La République de l'Ouganda, alliée de la RDC dans la guerre contre le terrorisme dans les provinces orientales du Nord-Kivu et de l’Ituri mais aussi membre de la force régionale de l'EAC, serait-elle également de mèche avec la rébellion du M23 ? Cette question est dans tous les esprits, d'autant que plusieurs alertes en provenance du territoire de Rusthuru, où les rebelles ont déjà la mainmise sur une grande partie du territoire, font état du soutien du pays Yoweri Museveni au mouvement rebelle, taxé de terroriste par Kinshasa.
Cette fois, c'est dans un récent rapport du Groupe d'experts des Nations Unies sur la République démocratique du Congo, couvrant les événements depuis juin dernier, que le rôle de Kampala dans la chute de la cité stratégique de Bunagana le 13 juin a été mis en évidence.
Bien que ce rapport ne sera rendu public que dans quelques jours, plusieurs sources concordantes affirment en effet que les experts disent avoir des preuves de la complicité de l'Ouganda dans les attaques armées contre les positions de l'armée congolaise à Bunagana.
Une situation qui pourrait probablement pousser les Congolais à remettre une fois de plus en question la mise en commun des forces des deux pays dans la lutte contre les ADF dans les territoires de Beni et d'Irumu ainsi que la présence de l'Ouganda dans les forces régionales de l'EAC, qui doivent combattre les forces négatives, dont le M23, qu'il est accusé de soutenir, aux côtés du Rwanda.
Malgré cette révélation peu surprenante qui semble être un secret de polichinelle depuis un certain temps, en revanche, certains observateurs qui disent maîtriser la dynamique de la politique et de l’armée ougandaise, expliquent que ce soutien de l'Ouganda au M23 ne peut provenir que d'une ou de quelques branches de l'armée de ce pays. Ils expliquent cela par le fait qu’à l’instar de nombreuses armées africaines, l'UPDF "est un serpent à plusieurs têtes" et que chaque officier supérieur de l'armée a une portion de pouvoir.
Pendant ce temps, la présidence de la République démocratique du Congo annonce que Félix Tshisekedi a rencontré à Washington, où il a séjourné quelques jours, son homologue ougandais, le président Yoweri Museveni. La même source précise que les deux chefs d'Etat ont discuté des relations bilatérales et des efforts régionaux pour rétablir la paix et la sécurité dans l'est de la RDC.
Des soupçons depuis plusieurs mois
Début novembre, la société civile de Beni qui disait avoir constaté l'échec des opérations contre les ADF sur le terrain, avait déjà appelé à la rupture des relations diplomatiques avec tous les pays considérés comme des agresseurs, dont le Rwanda et l'Ouganda compte tenu de leur soutien avéré aux rebelles du M23.
"Donc, de l'autre côté à Rutshuru, l'Ouganda soutient le M23 au même titre que le Rwanda. Mais quand vous venez chez nous dans le territoire de Beni, il y a une sorte d'hypocrisie.

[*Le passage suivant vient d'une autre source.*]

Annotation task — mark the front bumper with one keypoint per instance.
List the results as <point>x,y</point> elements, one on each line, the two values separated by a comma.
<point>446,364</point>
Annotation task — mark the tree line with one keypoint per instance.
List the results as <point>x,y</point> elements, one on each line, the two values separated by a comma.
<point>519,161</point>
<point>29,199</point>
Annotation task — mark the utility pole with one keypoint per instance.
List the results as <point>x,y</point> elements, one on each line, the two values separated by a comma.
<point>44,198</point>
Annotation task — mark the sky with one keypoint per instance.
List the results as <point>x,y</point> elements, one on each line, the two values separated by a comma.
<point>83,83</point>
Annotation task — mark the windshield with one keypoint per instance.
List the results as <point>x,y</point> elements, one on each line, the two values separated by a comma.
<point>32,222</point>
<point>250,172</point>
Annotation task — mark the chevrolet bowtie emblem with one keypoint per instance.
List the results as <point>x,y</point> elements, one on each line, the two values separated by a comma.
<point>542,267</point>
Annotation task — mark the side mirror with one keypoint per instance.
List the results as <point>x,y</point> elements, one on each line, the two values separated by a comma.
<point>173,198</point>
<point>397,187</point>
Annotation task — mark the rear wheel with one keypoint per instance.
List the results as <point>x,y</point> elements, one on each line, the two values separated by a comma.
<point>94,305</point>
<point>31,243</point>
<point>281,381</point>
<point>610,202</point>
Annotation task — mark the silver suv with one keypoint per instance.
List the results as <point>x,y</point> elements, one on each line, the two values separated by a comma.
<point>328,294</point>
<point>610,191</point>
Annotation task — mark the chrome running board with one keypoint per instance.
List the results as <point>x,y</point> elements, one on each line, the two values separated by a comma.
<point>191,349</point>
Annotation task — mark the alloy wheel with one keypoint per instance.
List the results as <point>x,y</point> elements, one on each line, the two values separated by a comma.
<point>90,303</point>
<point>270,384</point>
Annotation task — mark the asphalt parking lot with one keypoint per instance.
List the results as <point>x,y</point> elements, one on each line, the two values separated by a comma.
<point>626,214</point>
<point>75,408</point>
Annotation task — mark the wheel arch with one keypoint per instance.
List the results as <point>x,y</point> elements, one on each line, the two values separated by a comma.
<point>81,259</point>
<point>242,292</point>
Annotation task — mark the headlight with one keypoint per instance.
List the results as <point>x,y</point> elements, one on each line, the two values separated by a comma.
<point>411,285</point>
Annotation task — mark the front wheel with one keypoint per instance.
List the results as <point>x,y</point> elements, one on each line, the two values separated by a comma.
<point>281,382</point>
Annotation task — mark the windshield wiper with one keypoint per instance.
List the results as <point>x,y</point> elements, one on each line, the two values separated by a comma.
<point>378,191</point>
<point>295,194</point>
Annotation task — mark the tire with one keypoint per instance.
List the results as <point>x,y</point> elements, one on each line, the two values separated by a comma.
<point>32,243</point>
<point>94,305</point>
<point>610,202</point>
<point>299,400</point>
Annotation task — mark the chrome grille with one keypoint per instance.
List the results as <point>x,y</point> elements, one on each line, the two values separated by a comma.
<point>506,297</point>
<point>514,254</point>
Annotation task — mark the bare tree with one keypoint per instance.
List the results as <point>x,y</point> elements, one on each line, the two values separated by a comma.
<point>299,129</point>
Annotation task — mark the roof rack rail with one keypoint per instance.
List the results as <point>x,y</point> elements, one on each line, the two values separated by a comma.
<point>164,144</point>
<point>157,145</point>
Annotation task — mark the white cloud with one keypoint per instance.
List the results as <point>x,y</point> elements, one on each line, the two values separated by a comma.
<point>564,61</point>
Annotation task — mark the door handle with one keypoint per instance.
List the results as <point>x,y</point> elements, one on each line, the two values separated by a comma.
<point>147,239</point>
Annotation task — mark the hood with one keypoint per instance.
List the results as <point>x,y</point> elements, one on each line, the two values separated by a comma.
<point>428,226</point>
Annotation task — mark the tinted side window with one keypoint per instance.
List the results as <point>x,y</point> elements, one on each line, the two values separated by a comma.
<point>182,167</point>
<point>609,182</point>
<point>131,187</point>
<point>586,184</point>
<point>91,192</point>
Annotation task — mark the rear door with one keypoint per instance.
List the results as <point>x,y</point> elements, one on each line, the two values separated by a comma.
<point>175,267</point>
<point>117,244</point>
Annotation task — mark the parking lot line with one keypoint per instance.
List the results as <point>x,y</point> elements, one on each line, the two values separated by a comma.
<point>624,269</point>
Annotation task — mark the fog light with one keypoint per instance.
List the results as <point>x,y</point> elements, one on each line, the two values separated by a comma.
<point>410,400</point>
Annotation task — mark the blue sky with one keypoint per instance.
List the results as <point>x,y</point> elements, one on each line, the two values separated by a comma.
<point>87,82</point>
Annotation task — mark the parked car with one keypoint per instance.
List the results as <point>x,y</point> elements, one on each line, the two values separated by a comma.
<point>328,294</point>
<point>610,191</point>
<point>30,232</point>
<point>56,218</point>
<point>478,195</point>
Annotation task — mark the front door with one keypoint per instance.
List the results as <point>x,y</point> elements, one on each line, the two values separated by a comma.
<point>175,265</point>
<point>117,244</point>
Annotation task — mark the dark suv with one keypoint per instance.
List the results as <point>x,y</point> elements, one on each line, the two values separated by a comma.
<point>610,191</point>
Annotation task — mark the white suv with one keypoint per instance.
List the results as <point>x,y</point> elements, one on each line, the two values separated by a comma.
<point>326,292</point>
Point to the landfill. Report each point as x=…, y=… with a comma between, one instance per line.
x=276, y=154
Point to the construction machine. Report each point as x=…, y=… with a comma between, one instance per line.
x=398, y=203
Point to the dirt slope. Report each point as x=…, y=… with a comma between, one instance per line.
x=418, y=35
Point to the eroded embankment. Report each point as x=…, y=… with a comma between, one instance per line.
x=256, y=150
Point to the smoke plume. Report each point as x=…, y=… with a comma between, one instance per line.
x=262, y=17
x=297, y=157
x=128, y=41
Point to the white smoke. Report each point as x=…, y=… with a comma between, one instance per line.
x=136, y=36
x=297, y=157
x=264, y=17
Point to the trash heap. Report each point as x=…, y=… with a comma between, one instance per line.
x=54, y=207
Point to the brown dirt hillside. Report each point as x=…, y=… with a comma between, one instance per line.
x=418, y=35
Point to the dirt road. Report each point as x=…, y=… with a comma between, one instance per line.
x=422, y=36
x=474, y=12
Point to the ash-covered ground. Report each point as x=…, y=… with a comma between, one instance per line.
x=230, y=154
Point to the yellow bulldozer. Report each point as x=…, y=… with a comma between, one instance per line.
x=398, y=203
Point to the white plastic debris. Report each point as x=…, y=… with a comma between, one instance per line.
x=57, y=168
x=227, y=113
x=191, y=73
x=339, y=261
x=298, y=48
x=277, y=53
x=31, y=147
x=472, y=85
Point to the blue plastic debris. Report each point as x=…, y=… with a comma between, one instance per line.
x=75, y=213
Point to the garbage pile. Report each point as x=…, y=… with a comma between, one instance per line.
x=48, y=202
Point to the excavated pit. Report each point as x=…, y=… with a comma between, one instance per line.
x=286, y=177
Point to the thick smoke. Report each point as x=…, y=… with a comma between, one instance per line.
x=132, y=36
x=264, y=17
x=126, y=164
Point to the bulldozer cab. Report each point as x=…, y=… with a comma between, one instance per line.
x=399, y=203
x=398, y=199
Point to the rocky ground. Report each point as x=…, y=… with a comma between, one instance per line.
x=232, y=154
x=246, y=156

C'est sur cette base que nous disons que notre pays doit rompre les relations diplomatiques non seulement avec le Rwanda mais aussi avec l'Ouganda", déclarait alors Pépin Kavota, président de cette structure citoyenne.
Le même mois, Christophe Mboso, le président de l'Assemblée nationale, la chambre basse du parlement de la RDC, avait clairement exprimé ses soupçons sur le soutien de l'Ouganda à la rébellion du M23. L'organe délibérant avait alors décidé de geler le processus de ratification des accords économiques entre le gouvernement et l'Ouganda.

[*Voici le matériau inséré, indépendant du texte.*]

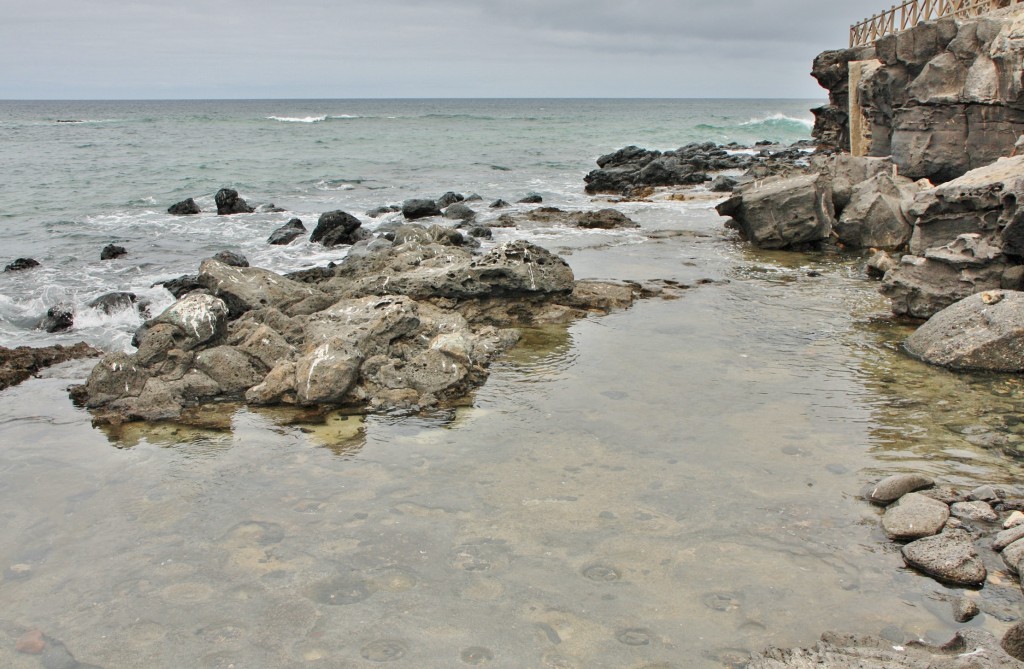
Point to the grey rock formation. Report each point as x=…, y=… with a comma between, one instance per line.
x=892, y=488
x=782, y=213
x=949, y=557
x=914, y=516
x=337, y=227
x=980, y=332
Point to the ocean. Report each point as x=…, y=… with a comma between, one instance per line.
x=79, y=175
x=675, y=485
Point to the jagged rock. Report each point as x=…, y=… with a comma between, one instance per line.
x=336, y=227
x=287, y=233
x=228, y=202
x=18, y=364
x=880, y=263
x=449, y=198
x=914, y=516
x=57, y=319
x=114, y=302
x=460, y=211
x=970, y=649
x=782, y=213
x=981, y=332
x=892, y=488
x=945, y=98
x=921, y=288
x=244, y=289
x=414, y=209
x=112, y=251
x=380, y=211
x=184, y=208
x=603, y=219
x=231, y=258
x=22, y=264
x=872, y=216
x=949, y=557
x=181, y=286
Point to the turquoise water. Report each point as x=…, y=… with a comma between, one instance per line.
x=70, y=189
x=672, y=486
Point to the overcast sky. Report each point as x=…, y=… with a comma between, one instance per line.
x=418, y=48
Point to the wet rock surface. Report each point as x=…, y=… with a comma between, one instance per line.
x=20, y=363
x=404, y=324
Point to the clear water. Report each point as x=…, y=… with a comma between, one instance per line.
x=671, y=486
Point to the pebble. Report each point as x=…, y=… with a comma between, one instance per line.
x=892, y=488
x=965, y=610
x=978, y=510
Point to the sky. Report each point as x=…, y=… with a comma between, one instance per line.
x=142, y=49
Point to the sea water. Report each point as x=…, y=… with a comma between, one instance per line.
x=671, y=486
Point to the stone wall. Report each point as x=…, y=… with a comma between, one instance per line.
x=947, y=96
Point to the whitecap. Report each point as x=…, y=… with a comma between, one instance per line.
x=296, y=119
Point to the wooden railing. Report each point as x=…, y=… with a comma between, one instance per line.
x=908, y=14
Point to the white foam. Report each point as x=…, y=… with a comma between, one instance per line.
x=296, y=119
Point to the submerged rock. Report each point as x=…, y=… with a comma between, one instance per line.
x=970, y=649
x=112, y=251
x=20, y=264
x=949, y=557
x=287, y=233
x=228, y=202
x=184, y=208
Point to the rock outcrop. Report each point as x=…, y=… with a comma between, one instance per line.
x=18, y=364
x=942, y=98
x=980, y=332
x=968, y=238
x=228, y=202
x=398, y=325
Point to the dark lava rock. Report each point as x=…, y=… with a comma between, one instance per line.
x=949, y=557
x=181, y=286
x=112, y=251
x=22, y=263
x=380, y=211
x=114, y=302
x=449, y=198
x=228, y=202
x=337, y=227
x=460, y=211
x=287, y=233
x=603, y=219
x=723, y=183
x=57, y=319
x=231, y=258
x=18, y=364
x=184, y=208
x=413, y=209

"Au moment où nous sommes en guerre, où le Rwanda nous attaque, où l'autre voisin (ndlr Ouganda) nous trompe et envoie son fils faire des choses contre nous, nous devons rester vigilants et nous serrer les coudes derrière le chef de l'État", avait également déclaré Christophe Mboso lors de sa rencontre au Palais du peuple avec des jeunes congolais proches du régime Tshisekedi et qui manifestaient contre l'agression rwandaise en République démocratique du Congo (RDC).